The filters work by performing an operation called convolution, shown in the image below. The operation works by taking the sum of the element-wise product between a portion of the image and the filter (also called a kernel). It focuses on a portion of the image because we need the two matrices to be the same size. In our example, we perform convolution on the bottom-right portion of the image. The filter shown below is specifically designed to detect vertical edges in an image. However, in practice we don’t preset the filter weights to perform a specific task - instead the neural network will learn the weights that it deems the best with backpropagation.

I know I said that the operation being performed above is convolution, but that is not completely true… We’re technically performing cross-correlation, but everyone refers to this operation in the neural network context as convolution. Let me explain why. To actually perform convolution, you need to either flip the source image or the kernel. The reason why we don’t do this for CNNs is because it adds unnecessary complexity. Why is it unnecessary? Because the neural network learns the weights for the kernel anyways, so if you needed to flip the kernel, the CNN will automatically learn the flipped kernel weights, making the actual flipping pointless. Since flipping does not make a difference, cross-correlation is equivalent to convolution in this context.

As mentioned before, the kernel is applied to a portion of the image, so we have to slide the kernel over the whole image to account for all the portions. Below we show an example of the filter in action! We used some different numbers - they don’t actually mean anything, I just made them up:

The last concept that I want to introduce for CNNs is stride. The stride determines how many pixels the filter jumps over between convolution operations. For example, in our animation above, the stride was 1 because it moved one pixel at a time.
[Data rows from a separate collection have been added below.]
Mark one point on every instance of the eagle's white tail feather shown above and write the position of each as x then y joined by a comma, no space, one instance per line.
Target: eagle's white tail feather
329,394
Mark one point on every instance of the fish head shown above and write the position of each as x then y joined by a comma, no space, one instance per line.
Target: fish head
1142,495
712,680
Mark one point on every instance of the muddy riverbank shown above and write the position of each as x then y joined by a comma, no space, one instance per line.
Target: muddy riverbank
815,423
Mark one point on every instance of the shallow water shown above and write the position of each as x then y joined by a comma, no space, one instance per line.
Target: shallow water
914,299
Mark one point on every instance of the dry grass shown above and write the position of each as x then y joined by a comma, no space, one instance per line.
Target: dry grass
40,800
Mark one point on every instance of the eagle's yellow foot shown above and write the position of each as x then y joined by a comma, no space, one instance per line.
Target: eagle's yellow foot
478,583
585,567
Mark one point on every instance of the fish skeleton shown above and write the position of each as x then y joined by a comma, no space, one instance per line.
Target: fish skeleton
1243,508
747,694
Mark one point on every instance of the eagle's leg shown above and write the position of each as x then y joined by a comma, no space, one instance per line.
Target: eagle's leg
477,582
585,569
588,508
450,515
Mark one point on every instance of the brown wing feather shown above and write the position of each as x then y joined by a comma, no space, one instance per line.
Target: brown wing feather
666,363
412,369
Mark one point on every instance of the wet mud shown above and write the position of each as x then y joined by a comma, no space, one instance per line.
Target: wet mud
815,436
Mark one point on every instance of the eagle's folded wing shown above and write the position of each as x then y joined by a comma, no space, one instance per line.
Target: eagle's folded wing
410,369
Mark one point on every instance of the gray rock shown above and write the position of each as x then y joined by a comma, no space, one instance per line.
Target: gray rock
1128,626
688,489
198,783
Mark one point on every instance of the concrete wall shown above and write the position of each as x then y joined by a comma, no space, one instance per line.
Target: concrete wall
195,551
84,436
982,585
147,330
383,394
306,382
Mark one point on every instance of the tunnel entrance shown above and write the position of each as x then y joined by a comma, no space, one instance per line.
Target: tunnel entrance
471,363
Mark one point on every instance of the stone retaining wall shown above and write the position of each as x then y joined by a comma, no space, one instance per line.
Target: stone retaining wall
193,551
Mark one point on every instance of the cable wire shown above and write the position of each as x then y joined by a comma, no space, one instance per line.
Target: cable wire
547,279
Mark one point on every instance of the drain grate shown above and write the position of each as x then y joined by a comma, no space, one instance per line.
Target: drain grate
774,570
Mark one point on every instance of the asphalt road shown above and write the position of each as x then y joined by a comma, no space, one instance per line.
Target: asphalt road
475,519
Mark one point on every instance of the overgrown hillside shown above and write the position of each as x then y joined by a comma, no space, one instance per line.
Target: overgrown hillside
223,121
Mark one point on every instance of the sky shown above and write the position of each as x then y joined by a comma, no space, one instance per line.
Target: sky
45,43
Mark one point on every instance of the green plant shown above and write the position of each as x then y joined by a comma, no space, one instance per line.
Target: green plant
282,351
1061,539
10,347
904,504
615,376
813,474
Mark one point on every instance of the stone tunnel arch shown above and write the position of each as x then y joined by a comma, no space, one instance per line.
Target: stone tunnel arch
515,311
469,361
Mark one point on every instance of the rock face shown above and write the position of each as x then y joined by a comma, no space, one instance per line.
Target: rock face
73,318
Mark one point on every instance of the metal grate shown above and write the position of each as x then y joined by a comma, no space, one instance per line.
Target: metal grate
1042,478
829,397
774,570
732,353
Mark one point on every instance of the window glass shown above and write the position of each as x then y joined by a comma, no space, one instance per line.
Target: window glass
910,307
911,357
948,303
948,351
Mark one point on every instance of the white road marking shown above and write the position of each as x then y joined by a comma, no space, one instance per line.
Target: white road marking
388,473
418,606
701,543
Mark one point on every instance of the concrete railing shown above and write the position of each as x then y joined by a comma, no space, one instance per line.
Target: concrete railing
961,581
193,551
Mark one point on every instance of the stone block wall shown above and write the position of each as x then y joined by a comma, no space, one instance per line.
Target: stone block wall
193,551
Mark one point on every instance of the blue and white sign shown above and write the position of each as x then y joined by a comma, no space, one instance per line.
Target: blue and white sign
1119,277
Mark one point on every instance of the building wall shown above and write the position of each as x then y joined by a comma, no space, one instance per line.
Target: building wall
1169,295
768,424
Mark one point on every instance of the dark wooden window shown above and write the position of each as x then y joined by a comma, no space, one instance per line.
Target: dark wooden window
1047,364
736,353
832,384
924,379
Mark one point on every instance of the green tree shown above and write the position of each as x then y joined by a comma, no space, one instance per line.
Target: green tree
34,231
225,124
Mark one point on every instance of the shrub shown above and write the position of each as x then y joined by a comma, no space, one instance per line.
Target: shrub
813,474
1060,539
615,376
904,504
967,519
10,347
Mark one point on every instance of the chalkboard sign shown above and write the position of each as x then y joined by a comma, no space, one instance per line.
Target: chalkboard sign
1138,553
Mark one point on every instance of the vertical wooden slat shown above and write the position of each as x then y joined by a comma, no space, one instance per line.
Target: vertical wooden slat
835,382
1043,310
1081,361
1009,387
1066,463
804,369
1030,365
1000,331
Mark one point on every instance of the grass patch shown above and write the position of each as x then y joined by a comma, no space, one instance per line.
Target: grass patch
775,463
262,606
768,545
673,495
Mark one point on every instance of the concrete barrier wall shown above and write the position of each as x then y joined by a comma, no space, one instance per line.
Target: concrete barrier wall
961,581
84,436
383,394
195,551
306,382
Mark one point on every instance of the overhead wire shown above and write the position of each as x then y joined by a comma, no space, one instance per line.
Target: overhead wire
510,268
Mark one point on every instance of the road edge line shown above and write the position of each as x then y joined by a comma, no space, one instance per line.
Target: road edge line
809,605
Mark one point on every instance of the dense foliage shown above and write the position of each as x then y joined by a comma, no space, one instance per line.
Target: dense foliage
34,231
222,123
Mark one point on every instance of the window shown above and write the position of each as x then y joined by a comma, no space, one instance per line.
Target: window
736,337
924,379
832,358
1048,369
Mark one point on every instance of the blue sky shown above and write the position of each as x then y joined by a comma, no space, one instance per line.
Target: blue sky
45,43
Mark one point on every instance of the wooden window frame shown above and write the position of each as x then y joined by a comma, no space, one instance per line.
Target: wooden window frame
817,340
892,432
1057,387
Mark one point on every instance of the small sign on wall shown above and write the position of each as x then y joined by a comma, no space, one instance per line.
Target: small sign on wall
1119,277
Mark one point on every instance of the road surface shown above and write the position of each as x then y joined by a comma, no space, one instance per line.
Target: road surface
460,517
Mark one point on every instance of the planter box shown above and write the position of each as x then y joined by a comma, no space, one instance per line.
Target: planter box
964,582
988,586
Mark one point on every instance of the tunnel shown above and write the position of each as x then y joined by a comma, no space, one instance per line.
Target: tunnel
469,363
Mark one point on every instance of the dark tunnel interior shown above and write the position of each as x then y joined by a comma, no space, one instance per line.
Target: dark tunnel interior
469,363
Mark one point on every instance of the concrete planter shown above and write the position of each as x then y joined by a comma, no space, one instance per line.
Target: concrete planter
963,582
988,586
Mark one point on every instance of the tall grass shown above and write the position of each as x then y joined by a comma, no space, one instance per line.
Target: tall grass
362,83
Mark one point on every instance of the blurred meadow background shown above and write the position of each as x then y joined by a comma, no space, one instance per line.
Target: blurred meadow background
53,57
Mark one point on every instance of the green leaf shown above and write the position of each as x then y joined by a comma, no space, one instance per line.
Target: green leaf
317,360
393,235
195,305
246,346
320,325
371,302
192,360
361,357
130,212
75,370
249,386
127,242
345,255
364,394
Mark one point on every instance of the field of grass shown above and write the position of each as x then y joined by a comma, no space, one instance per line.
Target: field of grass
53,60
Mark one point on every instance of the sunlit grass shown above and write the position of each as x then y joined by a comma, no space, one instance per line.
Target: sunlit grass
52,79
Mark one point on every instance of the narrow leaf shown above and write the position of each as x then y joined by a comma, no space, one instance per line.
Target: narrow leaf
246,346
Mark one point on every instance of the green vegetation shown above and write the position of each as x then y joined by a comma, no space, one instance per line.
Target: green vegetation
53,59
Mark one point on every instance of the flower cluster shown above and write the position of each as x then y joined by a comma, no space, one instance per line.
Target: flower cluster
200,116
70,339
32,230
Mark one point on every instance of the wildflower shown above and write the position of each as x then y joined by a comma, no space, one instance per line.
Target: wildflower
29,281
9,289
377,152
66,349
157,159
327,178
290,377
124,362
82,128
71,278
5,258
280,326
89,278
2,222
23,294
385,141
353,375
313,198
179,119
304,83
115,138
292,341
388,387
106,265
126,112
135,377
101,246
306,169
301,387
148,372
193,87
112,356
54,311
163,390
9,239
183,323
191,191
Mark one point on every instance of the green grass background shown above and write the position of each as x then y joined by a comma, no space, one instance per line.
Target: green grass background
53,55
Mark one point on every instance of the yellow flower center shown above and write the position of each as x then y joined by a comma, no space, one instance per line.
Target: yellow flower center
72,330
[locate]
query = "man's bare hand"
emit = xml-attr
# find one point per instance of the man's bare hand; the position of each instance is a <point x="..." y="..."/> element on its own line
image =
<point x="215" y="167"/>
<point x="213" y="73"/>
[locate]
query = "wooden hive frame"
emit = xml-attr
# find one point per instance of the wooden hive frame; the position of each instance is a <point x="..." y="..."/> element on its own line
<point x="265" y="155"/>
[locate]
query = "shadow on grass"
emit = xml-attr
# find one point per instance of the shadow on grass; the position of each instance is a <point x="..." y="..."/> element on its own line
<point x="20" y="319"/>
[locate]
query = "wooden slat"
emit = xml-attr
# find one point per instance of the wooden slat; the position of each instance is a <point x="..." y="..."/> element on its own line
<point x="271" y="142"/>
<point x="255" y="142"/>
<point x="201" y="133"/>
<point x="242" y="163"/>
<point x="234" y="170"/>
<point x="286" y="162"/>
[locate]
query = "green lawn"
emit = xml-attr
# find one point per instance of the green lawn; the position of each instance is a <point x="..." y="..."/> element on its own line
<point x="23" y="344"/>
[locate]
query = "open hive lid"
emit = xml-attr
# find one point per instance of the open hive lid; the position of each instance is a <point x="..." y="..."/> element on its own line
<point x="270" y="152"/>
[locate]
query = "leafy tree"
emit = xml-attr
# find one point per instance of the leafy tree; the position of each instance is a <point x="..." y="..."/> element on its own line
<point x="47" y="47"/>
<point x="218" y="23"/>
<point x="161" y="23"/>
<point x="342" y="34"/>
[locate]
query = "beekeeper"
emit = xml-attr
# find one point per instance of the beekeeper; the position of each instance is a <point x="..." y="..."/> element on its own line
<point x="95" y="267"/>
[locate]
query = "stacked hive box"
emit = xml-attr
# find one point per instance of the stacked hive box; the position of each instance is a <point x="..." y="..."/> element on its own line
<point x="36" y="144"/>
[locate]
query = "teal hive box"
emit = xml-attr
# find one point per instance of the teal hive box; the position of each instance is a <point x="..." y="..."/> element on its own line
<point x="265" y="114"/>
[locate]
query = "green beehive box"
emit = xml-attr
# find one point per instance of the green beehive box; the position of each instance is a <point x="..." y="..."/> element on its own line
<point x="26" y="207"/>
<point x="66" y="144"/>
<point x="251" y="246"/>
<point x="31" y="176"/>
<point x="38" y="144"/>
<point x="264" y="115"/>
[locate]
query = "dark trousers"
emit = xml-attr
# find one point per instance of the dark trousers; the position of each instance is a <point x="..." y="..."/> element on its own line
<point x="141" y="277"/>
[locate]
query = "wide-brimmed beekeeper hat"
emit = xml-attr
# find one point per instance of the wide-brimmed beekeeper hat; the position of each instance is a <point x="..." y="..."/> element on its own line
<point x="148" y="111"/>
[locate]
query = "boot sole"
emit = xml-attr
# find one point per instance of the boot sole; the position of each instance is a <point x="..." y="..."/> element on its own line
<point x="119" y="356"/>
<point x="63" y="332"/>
But if we specify a stride of 2, then it will move two pixels at a time (skipping over one pixel). The larger the stride, the smaller the output from the convolutional layer. Below we show what a stride of 2 looks like for the same input and kernel:

Now that we understand how the neural network is able to deal with pixelated inputs, we will move onto the feed-forward (dense) portion of our model - it splits into a value estimation stream and a policy stream. Below we show the implementation of convolutional layers followed by a flattening layer in TensorFlow:

  # Convolutional Layers
conv1 = tf.layers.conv2d(inputs = inputs, filters = n_filters[0], kernel_size = kernel_size[0],
strides = [n_strides[0], n_strides[0]], padding = "valid", activation = tf.nn.elu, trainable = trainable)
conv2 = tf.layers.conv2d(inputs = conv1, filters = n_filters[1], kernel_size = kernel_size[1],
strides = [n_strides[1], n_strides[1]], padding = "valid", activation = tf.nn.elu, trainable = trainable)

# Flatten the last Convolutional Layer
first_dimension = round((((image_height - kernel_size[0] + 1) / n_strides[0]) - kernel_size[1] + 1) / n_strides[1])
second_dimension = round((((image_width - kernel_size[0] + 1) / n_strides[0]) - kernel_size[1] + 1) / n_strides[1])
dimensionality = first_dimension * second_dimension * n_filters[1]
conv2_flat = tf.reshape(conv2, [-1, dimensionality])


## The Value Function

In reinforcement learning, we often care about value functions - specifically, the state-value function $$V(s)$$ and the action-value function $$Q(s,a)$$. Before diving into some math, I want to explain these concepts intuitively. $$V(s)$$ tells us how good it is to be in a particular state. In Super Mario Bros, the goal is to go all the way to the right side of the map, as fast as possible. Thus, we get a positive (negative) reward if we move to the right (left), while getting a negative reward every time the clock ticks. Let’s let M1 and M2 represent two of Mario’s possible positions. If we define $$V(s)$$ as the expectation of $$G_t$$, which is the cumulative discounted reward from time step $$t$$, then we realize that $$V(s_{M2}) > V(s_{M1})$$.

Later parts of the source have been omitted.